2.2 Fabrication of large-scale tunable metasurface
A 1.296 m length of metasurface composed of 24×24 independently controlled unit cells has been fabricated using standard printed circuit board technology, as shown in Fig. 1(c). The whole metasurface has been divided into 3×3 subpanels, and each subpanel is equipped with 8 bit shift registers to respectively control eight PIN diodes which are connected in series. A dedicated FPGA-based micro board with the clock rate of 50 MHz has been designed to distribute all commands to all PIN diodes, with the ideal switching time of 10 μs.
It is worth mentioning that there are two critical issues in designing a large-scale programmable coding metasurface. The first is about the insufficient driving capability of shift registers chips subject to the limited energy expenditure available, which can be solved by introducing an external biasing voltage for each PIN diode by a BJT, as used in Refs. [1,29]. The second issue is about the limited energy budget available. To reduce as much power consumption as possible, for each PIN diode, the relationship between the power consumption and EM response characteristic of the meta-atom at ON status has been investigated using so-called waveguide method[30] in Fig. 1(d). It can be drawn that the EM responses of the designed meta-atom at ON status remains almost unchanged as the drive current of PIN diode is larger than 1.550 mA. Based on above observations, for each PIN diode, we use a 680 Ω current limiting resistance to restrict its driving current to 3.38 mA at 0.85 V. Then, the total power dissipated by all PIN diodes at ON status is about 1.6 W, which is much lower than that are reported in[29,31].

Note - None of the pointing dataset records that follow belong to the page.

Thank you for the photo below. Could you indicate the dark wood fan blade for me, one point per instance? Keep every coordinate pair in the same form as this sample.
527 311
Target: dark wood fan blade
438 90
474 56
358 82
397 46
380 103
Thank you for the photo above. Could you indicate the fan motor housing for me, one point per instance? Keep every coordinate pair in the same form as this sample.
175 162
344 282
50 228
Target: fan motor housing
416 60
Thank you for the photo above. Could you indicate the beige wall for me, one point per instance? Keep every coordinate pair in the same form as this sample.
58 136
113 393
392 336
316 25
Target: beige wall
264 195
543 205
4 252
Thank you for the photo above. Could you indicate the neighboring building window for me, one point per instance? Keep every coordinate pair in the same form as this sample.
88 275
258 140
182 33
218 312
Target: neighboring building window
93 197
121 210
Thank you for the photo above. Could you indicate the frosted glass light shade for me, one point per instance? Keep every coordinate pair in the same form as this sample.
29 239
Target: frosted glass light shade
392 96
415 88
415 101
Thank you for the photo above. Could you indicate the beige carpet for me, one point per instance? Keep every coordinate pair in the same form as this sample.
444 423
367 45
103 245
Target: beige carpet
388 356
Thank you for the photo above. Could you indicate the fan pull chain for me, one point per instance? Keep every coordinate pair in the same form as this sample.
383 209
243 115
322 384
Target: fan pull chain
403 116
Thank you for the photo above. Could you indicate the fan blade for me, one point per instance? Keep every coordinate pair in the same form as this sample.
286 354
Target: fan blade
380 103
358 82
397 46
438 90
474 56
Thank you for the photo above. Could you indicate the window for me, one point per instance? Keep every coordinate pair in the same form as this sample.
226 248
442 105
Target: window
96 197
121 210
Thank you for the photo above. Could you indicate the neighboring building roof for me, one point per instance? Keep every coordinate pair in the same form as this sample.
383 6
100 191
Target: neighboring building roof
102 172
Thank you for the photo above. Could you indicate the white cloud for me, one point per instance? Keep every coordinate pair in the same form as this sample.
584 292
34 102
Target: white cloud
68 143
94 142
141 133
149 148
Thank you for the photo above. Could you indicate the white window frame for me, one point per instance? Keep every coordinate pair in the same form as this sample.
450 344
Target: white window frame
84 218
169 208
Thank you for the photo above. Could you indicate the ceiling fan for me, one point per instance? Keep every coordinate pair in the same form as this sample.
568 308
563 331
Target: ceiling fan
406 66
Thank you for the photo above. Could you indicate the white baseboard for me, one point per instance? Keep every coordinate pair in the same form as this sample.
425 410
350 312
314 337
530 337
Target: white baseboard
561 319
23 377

3. Optimization Algorithm of Coding Sequence of Metasurface
In order to tailor ambient Wi-Fi signals using large-scale metasurface in a desirable way, one critical issue is to find the matching coding sequences of the programmable metasurface. Although many efforts in published works have been made to optimize the control sequences of metasurfaces, they only aim at re-engineering the spatial amplitude patterns of scattering field or radiation field of metasurfaces, whether in the far-field region[1,23-25,31-32] or near-field region[6-12,33]. Being different, we elaborate on the redesign of spatial complex amplitude patterns of Wi-Fi field bounced off the metasurface, which means that the optimization goal of the proposed algorithm is not only to maximize the amplitude of Wi-Fi field scattered from metasurface at prescribed locations, but also to make the focused scattering wave in-phase with the direct wave from Wi-Fi router at given locations. We first establish an effective EM scattering model of metasurafce which is much faster than using the CST microwave studio package under same computation configuration. Then, we propose a Complex Weighted Gerchberg-Saxton (CWGS) algorithm based on the EM scattering model to redesign complex amplitude patterns of Wi-Fi field bounced off the metasurface. By adopting this kind of strategy, significant enhancements of Wi-Fi signals at prescribed locations can be successfully achieved.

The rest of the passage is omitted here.